What isn’t an ownership change?

  • Entities entering or leaving employee leasing arrangements
  • Creation or dissolution of joint ventures
  • Wrap-up projects
  • Establishment of or change in a revocable trust
  • Establishment of “debtor in possession” status
  • Entities entering or leaving affiliation, franchise and/or management agreements
  • Probate proceedings (until a disposition of the estate is complete)

Ownership changes can result in changes to:

  • Experience rating modification
  • Combinability status with other entities
  • Premium eligibility status-an entity may or may not qualify to be experience rated.
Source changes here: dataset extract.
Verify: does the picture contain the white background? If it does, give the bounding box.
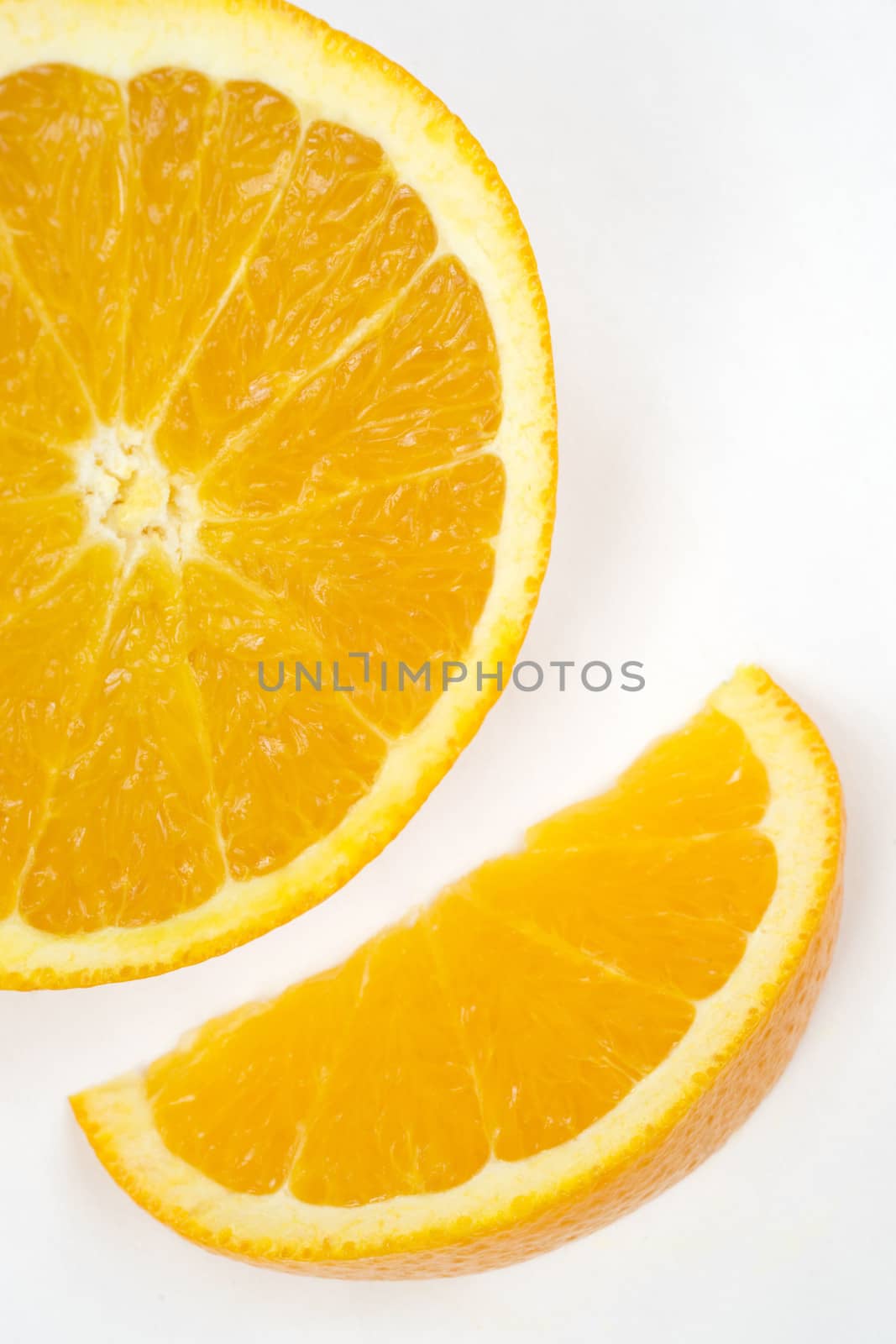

Refer to Rule 2-A for more information regarding premium eligibility
  • Anniversary rating date
  • Rating effective date

When do two entities need to be combined?

The combination of two or more entities requires common majority ownership. Combination requires that:

  1. The same person, group of persons or corporation owns more than 50% of each entity (note this does not mean 51%, it could be 50.1%), or
  2. An entity owns a majority interest in another entity, which in turn owns a majority interest in another entity. All entities are combinable for experience rating purposes regardless of the number of entities involved. 

    Determination of majority ownership interest is based on the following:

    1. Majority of issued voting stock
    2. Majority of the owners, partners or members if no voting stock is issued
    3. Majority of the board of directors or comparable governing body if a. or b. is not applicable
    4. Participation of each general partner in the profits of a partnership. Limited partners are not considered in determining majority interest
    5. Ownership interest held by an entity as a fiduciary. Such an entity’s total ownership interest will also include any ownership held in a non-fiduciary capacity

For purposes of this rule, fiduciary does not include a debtor in possession, a trustee under a revocable trust, or a franchisor. Common majority ownership is the governing factor in combinability; the only way to avoid it is to structure ownership so there is not a common majority.

There are rare circumstances when the experience does not transfer. This could occur if the acquired entity completely changes its operations, such as a warehouse converting to a skating rink.


California exception

Can exclude past experience IF:

  • – More than 50% of the employees change within 90 days after change of ownership
  • AND
  • – More than 50% of the payroll changes as well

Pennsylvania rules are different

  1. In Pennsylvania, affiliates should be combined for rating purposes if:
    1. The affiliates involved constitute the component parts of an enterprise performing a continuous and/or integrated process or operation, or
    2. There is interchange of employment (other than office and salesmen) between two or more of the affiliates involved in the combination. 

      Separate policies may not be issued to affiliates, which are required to be combined under this rule.

  2. Affiliates, which are not required to be combined under rule 8(a), may be combined upon the mutual agreement of the risk and carrier(s) involved. If such combination is agreed to, insurance may be provided either by a single policy, insuring all affiliates, or by separate policies for each affiliate issued by one or more insurance carriers. In the latter case, the experience modification established for the entire risk shall apply on each policy to each affiliate. If all affiliates are not combined, then each affiliate not otherwise subject to rule 8(a) shall be insured under a separate policy and rated on its own experience, provided it meets the qualifications for experience rating as specified in Rule 1 of this Section.


Before a merger or acquisition is consummated, it’s important to have an estimate of the new mod. Risk managers and advisers should be brought into the process early on so that the cost of acquiring the experience can be weighed and factored into the agreement.